Provvedimenti volontariamente inflitti dai governi israeliani negli ultimi 58 anni, compresi blocchi, ostacoli reiterati alla libertà di culto e di espressione religiosa, hanno sradicato la comunità cristiana tradizionale. Per molti giovani, Gerusalemme è quasi un mito, una città mai vista, appartenente al mondo biblico. Roma sembra più vicina. Ora, con il dispiegamento dell'autorità palestinese in alcune aree, sussiste il rischio, benché certamente non voluto, che la comunità cristiana possa avvertirsi ancora di più come una minoranza. Un'eredità di sradicamento prolungato e un senso di essere minoranza impotente non sono un buon compagno di strada per un popolo. Il numero di persone in fila per un visto di immigrazione verso qualsiasi altro Paese non è certo il solo indicatore, né lo è il numero di divorzi all'anno, l'aumentata incidenza della delinquenza tra i giovani, la diffusione delle droghe, la violenza verso bambini e donne, etc. Perdita della fede, perdita di speranza e inattività sono i principali avversari che impediscono di far crescere una comunità attiva, partecipativa e produttiva. Per anni la lotta palestinese per l'equità e la giustizia in Cisgiordania e nella striscia di Gaza ha assunto la forma non solo di una resistenza popolare all'occupazione, ma anche di sforzi collettivi per offrire, spesso gratuitamente, una serie di servizi di assistenza e sviluppo non forniti dal Governo israeliano. Ancor oggi, più di 13 anni dopo l'istituzione di un'autorità palestinese, le organizzazioni non governative palestinesi mettono a disposizione una parte considerevole di servizi. Esse sono gestite da gruppi ecclesiali, organizzazioni caritatevoli, associazioni di volontariato, comitati femminili e indipendenti.
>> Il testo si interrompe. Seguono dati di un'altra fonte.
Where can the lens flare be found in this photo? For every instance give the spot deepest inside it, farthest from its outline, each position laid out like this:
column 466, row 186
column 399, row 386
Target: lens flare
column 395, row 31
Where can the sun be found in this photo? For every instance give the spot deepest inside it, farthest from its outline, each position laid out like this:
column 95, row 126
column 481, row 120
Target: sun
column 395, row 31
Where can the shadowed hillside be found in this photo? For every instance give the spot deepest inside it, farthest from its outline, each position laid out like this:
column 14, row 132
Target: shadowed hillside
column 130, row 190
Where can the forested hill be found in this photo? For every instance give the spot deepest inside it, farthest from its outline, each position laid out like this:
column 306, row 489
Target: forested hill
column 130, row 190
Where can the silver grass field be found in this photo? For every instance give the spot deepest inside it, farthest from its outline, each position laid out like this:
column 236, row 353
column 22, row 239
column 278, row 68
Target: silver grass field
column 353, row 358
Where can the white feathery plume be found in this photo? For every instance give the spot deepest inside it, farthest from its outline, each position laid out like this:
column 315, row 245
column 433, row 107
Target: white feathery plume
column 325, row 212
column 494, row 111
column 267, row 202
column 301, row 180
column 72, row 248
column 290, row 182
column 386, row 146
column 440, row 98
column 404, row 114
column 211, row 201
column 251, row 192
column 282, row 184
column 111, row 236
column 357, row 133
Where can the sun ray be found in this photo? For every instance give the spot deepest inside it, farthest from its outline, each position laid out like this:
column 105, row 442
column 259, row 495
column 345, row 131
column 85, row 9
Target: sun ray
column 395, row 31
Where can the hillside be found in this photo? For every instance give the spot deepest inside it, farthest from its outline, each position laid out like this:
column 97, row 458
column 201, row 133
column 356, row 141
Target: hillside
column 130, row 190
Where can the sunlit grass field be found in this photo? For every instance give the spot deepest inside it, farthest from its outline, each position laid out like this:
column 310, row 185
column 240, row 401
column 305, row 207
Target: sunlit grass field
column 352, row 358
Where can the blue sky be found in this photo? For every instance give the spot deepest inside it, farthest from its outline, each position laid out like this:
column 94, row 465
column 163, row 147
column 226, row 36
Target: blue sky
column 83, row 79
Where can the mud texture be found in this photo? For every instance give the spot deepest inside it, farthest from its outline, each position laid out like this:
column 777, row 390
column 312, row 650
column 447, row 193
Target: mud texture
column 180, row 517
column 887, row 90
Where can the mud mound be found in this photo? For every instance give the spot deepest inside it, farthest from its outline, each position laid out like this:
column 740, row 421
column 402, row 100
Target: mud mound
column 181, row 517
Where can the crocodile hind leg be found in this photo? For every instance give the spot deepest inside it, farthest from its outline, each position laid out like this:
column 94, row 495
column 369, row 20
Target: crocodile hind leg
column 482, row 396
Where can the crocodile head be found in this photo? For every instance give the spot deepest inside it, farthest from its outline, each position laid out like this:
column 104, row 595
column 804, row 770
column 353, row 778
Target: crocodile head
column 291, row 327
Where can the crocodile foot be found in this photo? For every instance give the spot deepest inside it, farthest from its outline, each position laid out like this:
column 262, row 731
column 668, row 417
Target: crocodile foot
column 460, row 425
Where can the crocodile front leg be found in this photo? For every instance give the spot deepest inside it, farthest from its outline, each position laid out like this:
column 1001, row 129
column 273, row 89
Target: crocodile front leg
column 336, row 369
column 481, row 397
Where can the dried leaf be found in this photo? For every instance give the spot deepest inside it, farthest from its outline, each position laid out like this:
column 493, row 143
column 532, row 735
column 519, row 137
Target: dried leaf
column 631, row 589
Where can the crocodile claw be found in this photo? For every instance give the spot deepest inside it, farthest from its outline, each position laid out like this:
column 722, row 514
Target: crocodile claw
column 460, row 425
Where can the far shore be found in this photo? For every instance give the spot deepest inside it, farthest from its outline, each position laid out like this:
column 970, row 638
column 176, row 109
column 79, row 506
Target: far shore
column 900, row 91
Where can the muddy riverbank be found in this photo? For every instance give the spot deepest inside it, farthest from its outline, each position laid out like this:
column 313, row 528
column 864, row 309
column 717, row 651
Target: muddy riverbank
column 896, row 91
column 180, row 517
La loro diversità porta in sé un elemento forte di pluralismo politico e costituisce un'importante componente per l'emergere di una società civile.

 

 

Fin dalla sua erezione nel 1846, il Patriarcato latino sostiene il benessere della comunità cristiana e della società palestinese nel suo complesso. Sottolineando la necessità di una pace durevole, il Patriarcato, in collaborazione con altre organizzazione come l'Ordine Equestre del Santo Sepolcro di Gerusalemme, i Cavalieri di Colombo, gruppi ecclesiali, organizzazioni internazionali governative e non-governative, nonché benefattori singoli, è stato in grado di attuare diversi programmi secondo un approccio olistico che tiene insieme sviluppo individuale e comunitario. Vi sono programmi spirituali, educativi, sociali, psicologici ed economici che provvedono e rispondono ai bisogni di alcune comunità mirate. Di fronte a un quadro così oscuro come quello rapidamente evocato, che cosa si può fare? Preghiere per la pace nella regione mediorientale, adozioni a distanza, gemellaggi tra chiese, pellegrinaggi e una maggiore presa di coscienza dei problemi costituiscono valide modalità di intervento a breve termine per alleviare la situazione. D'altro canto, come sforzo a lungo termine, il nostro compito primario è attirare l'attenzione dei leader politici mondiali su questa grave situazione nel momento in cui essi sono alla ricerca di una visione comune per la pace. Questa situazione di fatto che rappresenta una violazione sistematica dei diritti umani fondamentali e delle norme di diritto internazionale sta eliminando gradualmente la speranza e instillando paura e disperazione da entrambe le parti del muro. Entrambe le nazioni soffrono. Noi come Chiesa esortiamo le persone di buona volontà a porre fine a queste violazioni e a ricorrere al diritto internazionale per trovare una giusta soluzione. Solo una giusta soluzione, noi crediamo, può portare pace nella Terra Santa, e riaccendere la speranza nei cuori della gente che la abita.